This is a very significant expansion in defence fuel reserves in the Northern Territory. In comparison, new fuel tanks for RAAF Tindal hold six million litres.

Though this will be US fuel, mostly JP5, an existing cooperative agreement allows Australian use.

In September last year, the US awarded the contract to US firm Crowley, which in turn contracted Tetra Tech Proteus of Perth for design and engineering company Saunders International of Sydney for construction.

The total project is worth $270 million.

Crowley is a long-established family-owned logistics and shipping company founded in San Francisco in 1892. The company now has a global presence, and among much else, supplies fuel infrastructure and fuel for the US military and allies.

For the Darwin fuel project, Crowley has established a local subsidiary Crowley Australia.

Vice-president and director Sean Thomas said Crowley had been a trusted partner of the US military for nearly 70 years.

“The project in Darwin was of keen interest because it builds off a piece of business we have had a lot of success in doing,” he said.

“The Pacific is a very strategic location. There is a pacing threat in the Chinese and so we along with our allied partners are keenly interested in how to keep the Indo-Pacific open and free.”

Thomas said the Darwin fuel store would support those initiatives, providing logistical support to the US and partners including Australia and others.

He said the company’s ambitions in Australia and the Pacific weren’t limited to energy infrastructure.

“Australia is a strategic partner of the US. It is going to be absolutely critical to continuing to maintain a free and open Indo-Pacific,” he said.

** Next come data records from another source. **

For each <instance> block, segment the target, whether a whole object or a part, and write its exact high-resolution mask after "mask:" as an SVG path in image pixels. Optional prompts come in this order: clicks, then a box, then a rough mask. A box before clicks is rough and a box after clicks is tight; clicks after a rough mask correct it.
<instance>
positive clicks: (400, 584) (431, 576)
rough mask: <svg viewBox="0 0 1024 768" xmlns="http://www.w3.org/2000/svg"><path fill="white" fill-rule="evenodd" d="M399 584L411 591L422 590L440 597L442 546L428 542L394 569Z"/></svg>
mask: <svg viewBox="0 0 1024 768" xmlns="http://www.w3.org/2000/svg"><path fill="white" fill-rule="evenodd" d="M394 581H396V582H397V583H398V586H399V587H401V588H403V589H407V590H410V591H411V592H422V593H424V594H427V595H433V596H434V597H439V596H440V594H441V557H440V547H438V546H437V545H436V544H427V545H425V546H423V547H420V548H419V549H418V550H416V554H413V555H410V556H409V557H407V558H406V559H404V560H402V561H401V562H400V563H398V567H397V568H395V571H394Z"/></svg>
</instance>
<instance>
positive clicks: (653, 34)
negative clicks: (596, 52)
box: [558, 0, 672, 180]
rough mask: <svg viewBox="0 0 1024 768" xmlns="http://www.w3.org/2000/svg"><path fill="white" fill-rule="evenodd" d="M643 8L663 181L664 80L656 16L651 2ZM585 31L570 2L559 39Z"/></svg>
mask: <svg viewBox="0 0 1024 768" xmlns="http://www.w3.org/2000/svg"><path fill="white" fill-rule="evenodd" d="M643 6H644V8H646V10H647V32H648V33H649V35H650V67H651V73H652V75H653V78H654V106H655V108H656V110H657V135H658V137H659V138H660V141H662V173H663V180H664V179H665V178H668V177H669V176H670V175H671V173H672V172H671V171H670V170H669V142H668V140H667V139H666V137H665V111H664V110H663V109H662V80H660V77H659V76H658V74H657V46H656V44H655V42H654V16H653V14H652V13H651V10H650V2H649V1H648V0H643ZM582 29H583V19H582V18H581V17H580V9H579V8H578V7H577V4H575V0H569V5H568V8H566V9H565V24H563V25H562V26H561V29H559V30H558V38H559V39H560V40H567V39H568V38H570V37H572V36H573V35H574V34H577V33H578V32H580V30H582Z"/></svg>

“Crowley sees an opportunity to come and be a good corporate citizen in the Australian market, complement the Australian industry and the men and women, the citizenry of Australia, to help bolsters those type of capabilities which are core to our competencies.”

Thomas said the Darwin project was a good opportunity to introduce Crowley to the Australian market.

Construction started in December on the 12.8 hectare site on Darwin’s East Arm precinct. Eleven tanks will be built and the facility will take fuel from the Port of Darwin via a dedicated pipeline.

Thomas said Crowley was aware the Port of Darwin was operated by Chinese owned company Landbridge.

“That is an issue for the Australian government. From our perspective, we understand that the US government and the Australian government had comes to agreements around what the specific requirement would be that was ultimately put into the tender that we responded to and are executing.”

The East Arm site will host multiple fuel distribution modes, including capabilities to load multiple road trains.

It will also feature facilities for on-site addition of additives to take civil grade jet fuel to military specification.

Construction of the actual tanks is imminent. The facility will be fully operational mid-September 2023.

Crowley actually started planning for this project in January 2018, well before the US military stated its need.

“This was really us thinking strategically about where do logistical nodes need to be in the Pacific to support the requirements of the US military and others,” Thomas said.

“We shared some of those ideas and concepts with the US military back in Washington as well as in Honolulu.”

That left Crowley well-placed when the US did publicly announce its requirement, though it still had to compete against three others in an open tender contest.